11 Aralık 2024 04:43

Bit pazarında yoksulluk manzarası: ‘İkinci elin bile pazarlığı yapılıyor'

Diyarbakır’ın Yenişehir ilçesi Şehitlik Mahallesi’nde bit pazarında yurttaşlarla konuştuk: "Emekliyim, oradan buradan topladığım kıyafetleri üç beş kuruş çıksın diye pazara getiriyorum”

Fotoğraf: Evrensel

Paylaş

Elif Ekin SALTIK
Diyarbakır

Diyarbakır’ın Yenişehir ilçesi Şehitlik Mahallesi’nde haftada bir gün kurulan, gıdadan, elektronik eşyaya, kıyafete aklınıza gelebilecek her şeyin satıldığı bit pazarı, alım gücü düşük yurttaşların en önemli uğrak yeri. Pazar günleri daha gün ağarmadan kurulmaya başlanan ve öğlen olmadan toplanan pazara pek çok yurttaş yağmur çamur demeden ikinci el ya da uygun fiyatlı sıfır ürünleri satmak ve almak için geliyor.

Alışveriş yaparken konuştuğumuz yurttaşlardan biri “İnsanlar ihtiyaçlarını gidermek için bugünü bekliyor, çünkü alabilecekleri tek yer bura. Pazar hep kalabalık ama bu hafta daha bir kalabalık” sözleriyle insanların yaşadığı ekonomik zorluğu özetliyor.
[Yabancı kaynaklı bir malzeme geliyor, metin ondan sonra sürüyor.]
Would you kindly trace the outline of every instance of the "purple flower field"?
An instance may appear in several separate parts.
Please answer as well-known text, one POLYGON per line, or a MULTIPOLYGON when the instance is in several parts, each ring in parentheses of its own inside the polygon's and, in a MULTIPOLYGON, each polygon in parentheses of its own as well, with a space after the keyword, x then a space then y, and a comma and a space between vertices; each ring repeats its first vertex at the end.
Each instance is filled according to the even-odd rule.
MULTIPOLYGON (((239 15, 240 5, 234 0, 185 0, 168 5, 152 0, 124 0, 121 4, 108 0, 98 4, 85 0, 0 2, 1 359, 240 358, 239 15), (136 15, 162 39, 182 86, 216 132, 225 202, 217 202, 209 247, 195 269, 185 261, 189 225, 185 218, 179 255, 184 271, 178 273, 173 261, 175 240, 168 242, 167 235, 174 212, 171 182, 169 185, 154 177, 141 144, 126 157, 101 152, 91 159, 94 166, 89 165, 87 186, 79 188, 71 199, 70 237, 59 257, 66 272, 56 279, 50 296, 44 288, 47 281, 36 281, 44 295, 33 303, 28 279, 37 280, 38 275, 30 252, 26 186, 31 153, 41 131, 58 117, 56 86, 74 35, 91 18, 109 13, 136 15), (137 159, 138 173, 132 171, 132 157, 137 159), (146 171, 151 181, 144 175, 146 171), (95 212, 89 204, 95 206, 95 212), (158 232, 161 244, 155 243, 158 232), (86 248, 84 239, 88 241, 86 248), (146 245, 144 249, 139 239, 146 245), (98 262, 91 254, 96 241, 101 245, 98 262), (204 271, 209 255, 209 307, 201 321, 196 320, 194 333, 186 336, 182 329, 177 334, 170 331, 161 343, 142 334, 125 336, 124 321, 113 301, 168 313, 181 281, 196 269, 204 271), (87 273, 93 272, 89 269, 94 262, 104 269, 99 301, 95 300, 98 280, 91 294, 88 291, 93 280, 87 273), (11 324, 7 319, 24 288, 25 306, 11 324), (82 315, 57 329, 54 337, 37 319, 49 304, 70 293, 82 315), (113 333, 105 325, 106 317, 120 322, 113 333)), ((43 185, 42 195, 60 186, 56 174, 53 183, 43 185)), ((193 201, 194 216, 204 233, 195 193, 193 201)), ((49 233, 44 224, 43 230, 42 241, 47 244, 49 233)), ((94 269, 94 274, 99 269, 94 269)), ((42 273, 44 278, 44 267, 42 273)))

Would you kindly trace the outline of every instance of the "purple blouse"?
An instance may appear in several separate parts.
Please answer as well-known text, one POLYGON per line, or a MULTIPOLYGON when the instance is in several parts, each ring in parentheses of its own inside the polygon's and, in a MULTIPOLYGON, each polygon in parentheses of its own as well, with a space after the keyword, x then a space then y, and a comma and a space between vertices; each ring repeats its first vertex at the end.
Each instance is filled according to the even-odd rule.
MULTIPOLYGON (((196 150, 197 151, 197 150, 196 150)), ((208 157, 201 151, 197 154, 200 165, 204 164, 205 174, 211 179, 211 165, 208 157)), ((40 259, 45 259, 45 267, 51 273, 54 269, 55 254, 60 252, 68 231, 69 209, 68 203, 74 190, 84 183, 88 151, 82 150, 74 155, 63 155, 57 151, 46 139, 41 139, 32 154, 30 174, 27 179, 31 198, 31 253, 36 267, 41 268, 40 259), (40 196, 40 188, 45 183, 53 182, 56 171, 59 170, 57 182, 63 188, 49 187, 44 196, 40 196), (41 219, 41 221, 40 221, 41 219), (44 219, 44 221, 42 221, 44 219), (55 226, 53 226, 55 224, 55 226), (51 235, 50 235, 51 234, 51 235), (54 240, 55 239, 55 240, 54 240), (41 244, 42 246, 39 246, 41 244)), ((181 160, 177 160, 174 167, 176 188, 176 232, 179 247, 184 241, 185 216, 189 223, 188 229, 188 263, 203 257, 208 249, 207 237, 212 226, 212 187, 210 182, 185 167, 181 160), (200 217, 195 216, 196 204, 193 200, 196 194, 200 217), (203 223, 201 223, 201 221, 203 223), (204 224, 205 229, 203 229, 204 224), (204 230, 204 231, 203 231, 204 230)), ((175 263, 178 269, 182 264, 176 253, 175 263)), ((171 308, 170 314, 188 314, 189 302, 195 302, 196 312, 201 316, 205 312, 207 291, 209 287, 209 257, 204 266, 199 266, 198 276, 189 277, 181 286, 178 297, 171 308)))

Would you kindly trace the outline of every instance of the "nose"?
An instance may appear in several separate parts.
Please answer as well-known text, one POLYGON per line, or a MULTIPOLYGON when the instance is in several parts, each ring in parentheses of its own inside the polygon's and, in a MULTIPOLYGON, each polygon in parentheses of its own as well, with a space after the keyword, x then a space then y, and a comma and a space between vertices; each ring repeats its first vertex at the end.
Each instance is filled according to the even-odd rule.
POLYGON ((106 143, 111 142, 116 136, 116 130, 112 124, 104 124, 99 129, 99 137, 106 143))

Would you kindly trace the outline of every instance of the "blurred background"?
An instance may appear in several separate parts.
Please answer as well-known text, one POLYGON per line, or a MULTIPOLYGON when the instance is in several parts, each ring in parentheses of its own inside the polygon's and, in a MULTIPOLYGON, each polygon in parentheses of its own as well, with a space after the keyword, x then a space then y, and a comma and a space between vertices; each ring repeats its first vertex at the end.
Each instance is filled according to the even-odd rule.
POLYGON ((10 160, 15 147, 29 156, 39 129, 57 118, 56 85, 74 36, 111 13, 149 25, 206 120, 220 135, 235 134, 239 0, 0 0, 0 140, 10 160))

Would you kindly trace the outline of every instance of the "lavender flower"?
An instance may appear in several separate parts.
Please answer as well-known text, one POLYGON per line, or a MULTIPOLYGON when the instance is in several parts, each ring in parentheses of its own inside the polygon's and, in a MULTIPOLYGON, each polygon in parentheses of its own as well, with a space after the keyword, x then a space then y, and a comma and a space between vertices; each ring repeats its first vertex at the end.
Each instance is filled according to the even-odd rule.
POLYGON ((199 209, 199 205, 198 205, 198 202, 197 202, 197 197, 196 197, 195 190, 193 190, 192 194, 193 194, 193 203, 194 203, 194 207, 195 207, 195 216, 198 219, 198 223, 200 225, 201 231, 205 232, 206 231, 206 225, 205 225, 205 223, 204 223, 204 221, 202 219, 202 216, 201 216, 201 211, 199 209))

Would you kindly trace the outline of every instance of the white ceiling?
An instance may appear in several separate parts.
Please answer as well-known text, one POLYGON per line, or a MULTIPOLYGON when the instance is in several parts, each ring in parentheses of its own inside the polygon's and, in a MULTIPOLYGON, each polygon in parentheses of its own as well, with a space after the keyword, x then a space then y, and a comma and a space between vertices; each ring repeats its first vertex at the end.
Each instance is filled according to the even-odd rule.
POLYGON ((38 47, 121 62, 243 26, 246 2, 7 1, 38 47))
Sabahın erken saatinde, sisli ve soğuk havaya aldırış etmeden pazarın yolunu tutanları takip ederken, pazara yaklaşmamızla birlikte öbek öbek kalabalığı görüyoruz. Kimi pazarcılar ürünlerini tezgahlar üzerinde sergilerken kimi serdiği örtü üzerine koymuş sattığı malzemeleri.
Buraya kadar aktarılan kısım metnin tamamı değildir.